The honeymoon. Surprisingly not a lot to say about that. It was relaxing which is exactly what we wanted. Jamaica is beautiful and sad at the same time. The houses along the road are in need of serious love and the poverty of the country is very evident everywhere you look. While I know that tourism helps to sustain their economy, I also felt bad being a "rich, white" American and sitting in my cozy, air conditioned bus on the ride from the airport to Ocho Rios. I loved our vacation though. As lame and cheesey as it sounds, it really was great to just get to spend time with Mr. K. Because of his work and school schedules, rarely do we see each other for two full days in a row. We spent a lot of time by and in the pool and when it rained we would go back to our villa and take naps. We went kayaking one day and hung out in the Caribbean for a bit but we preferred the chlorinated water of the pool to the salt water of the Sea. We climbed Dunn's River Falls one day which I highly recommend to anyone who goes to Jamaica. As you saw from the pictures (because I think I sent them to all of you), we climbed the rock wall one day. I only made it half way but for my first attempt EVER, I think I did pretty darn good. I was also pretty darn sore the next day! Other than that, we ate a lot of food and spent a lot of time relaxing together. It was perfect!!!

I have been back for a little over a week now and today might be the first day I did any real work at work. I've been easing back in to it. What do they expect? Do they really think I'd jump right back in? You gotta give a girl some time to get back to reality before she can be productive.

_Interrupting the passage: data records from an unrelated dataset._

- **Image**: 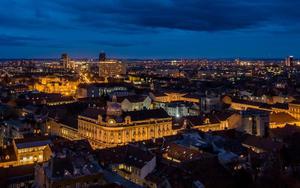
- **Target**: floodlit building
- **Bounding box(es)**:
[99,61,126,77]
[78,107,173,148]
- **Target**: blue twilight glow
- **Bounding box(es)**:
[0,0,300,58]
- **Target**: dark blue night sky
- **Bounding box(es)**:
[0,0,300,58]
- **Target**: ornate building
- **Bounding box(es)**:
[78,106,175,148]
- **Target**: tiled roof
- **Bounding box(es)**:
[124,109,170,121]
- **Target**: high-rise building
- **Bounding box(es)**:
[99,61,126,78]
[60,53,70,68]
[285,56,294,67]
[241,110,270,137]
[99,52,106,61]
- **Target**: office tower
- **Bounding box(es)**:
[99,52,106,61]
[241,110,270,137]
[60,53,70,68]
[285,56,294,67]
[99,61,126,78]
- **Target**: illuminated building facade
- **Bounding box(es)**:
[60,53,70,68]
[78,106,175,148]
[0,137,51,167]
[288,102,300,120]
[34,76,79,96]
[150,92,200,103]
[285,56,294,67]
[99,61,126,77]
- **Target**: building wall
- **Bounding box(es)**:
[289,104,300,120]
[99,61,126,77]
[78,116,173,148]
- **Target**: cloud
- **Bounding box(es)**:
[0,0,300,32]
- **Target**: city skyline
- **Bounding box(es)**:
[0,0,300,59]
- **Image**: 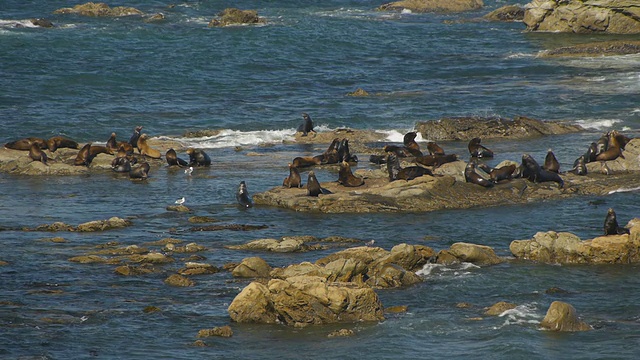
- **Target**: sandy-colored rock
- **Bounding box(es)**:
[231,257,271,278]
[540,301,591,331]
[377,0,484,13]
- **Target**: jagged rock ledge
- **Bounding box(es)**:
[253,139,640,213]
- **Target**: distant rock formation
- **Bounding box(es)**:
[524,0,640,34]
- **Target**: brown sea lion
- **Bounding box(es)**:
[137,134,162,159]
[402,131,423,157]
[464,161,493,188]
[129,162,151,179]
[4,137,49,151]
[47,136,79,152]
[415,154,458,167]
[307,170,331,196]
[596,130,624,161]
[542,149,560,173]
[427,141,444,155]
[282,163,302,188]
[298,113,316,136]
[489,164,517,184]
[129,126,142,149]
[338,161,364,187]
[292,155,323,168]
[73,143,93,166]
[187,148,211,166]
[29,143,48,165]
[467,138,493,158]
[164,149,189,167]
[604,208,629,236]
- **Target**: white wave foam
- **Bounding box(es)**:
[576,119,622,130]
[159,129,296,149]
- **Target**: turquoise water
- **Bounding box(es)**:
[0,0,640,359]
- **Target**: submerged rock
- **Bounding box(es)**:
[524,0,640,34]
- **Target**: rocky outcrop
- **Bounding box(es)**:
[540,301,591,331]
[538,40,640,57]
[524,0,640,34]
[416,116,584,141]
[509,219,640,264]
[228,276,384,326]
[53,2,143,17]
[377,0,484,13]
[209,8,266,27]
[482,5,524,22]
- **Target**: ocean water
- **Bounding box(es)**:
[0,0,640,359]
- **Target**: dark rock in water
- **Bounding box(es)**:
[416,116,584,141]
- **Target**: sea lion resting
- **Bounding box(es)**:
[338,161,364,187]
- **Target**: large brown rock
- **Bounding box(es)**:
[377,0,484,13]
[540,301,591,331]
[509,219,640,264]
[524,0,640,34]
[228,276,384,326]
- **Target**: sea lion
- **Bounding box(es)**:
[427,141,444,155]
[307,170,331,196]
[29,143,48,165]
[187,148,211,166]
[47,136,78,152]
[111,156,131,173]
[542,149,560,173]
[129,162,151,179]
[73,143,93,166]
[236,181,253,209]
[604,208,629,236]
[467,138,493,158]
[387,153,433,181]
[129,126,142,149]
[414,154,458,167]
[298,113,316,136]
[521,154,564,188]
[338,161,364,187]
[596,130,624,161]
[137,134,162,159]
[402,131,423,157]
[489,164,517,184]
[4,137,49,151]
[464,161,493,188]
[292,155,324,168]
[164,149,189,167]
[105,133,119,153]
[282,163,302,188]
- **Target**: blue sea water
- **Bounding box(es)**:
[0,0,640,359]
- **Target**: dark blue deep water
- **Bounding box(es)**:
[0,0,640,359]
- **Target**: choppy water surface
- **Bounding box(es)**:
[0,0,640,359]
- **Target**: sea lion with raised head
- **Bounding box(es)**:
[467,138,493,158]
[282,163,302,188]
[29,143,49,165]
[73,143,93,166]
[338,161,364,187]
[298,113,316,136]
[4,137,49,151]
[402,131,423,157]
[164,149,189,167]
[427,141,444,155]
[138,134,162,159]
[464,161,493,188]
[129,162,151,180]
[129,126,142,149]
[187,148,211,166]
[47,136,79,152]
[236,181,253,209]
[542,149,560,173]
[307,170,331,196]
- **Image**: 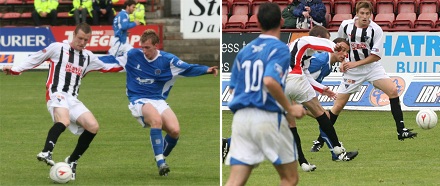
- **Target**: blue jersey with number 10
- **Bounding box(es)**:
[228,34,290,112]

That is really all I got. If I haven't forwarded pictures from the honeymoon to you please let me know if you would like me to and I happily will. Oh, random thought. I sadly have to admit that it was not until this week that I really took the time to look at gofugyourself.com and I am sorry it has taken me so long. Those women are genious! I absolutely love the site and wish I could be half as snarky and witty as they are. I aspire to be just like them. Not sure if that's good or bad but it's my dream for now. On that note, I shall get back to work and by that I mean go have a cigarette. I hope that Clem and Pop will visit our little site her more often and perhaps regale us with stories from their life. It seems that since Clem got a bf she has a lot less drama to share. Good for her but unfortunate for us who looked forward to the daily drama. As for Pop, apparently she's too cool being busy and important at a job that underappreciates her. I think she should blog more often as a way to say "damn the man!" Anywho, I must be on my way.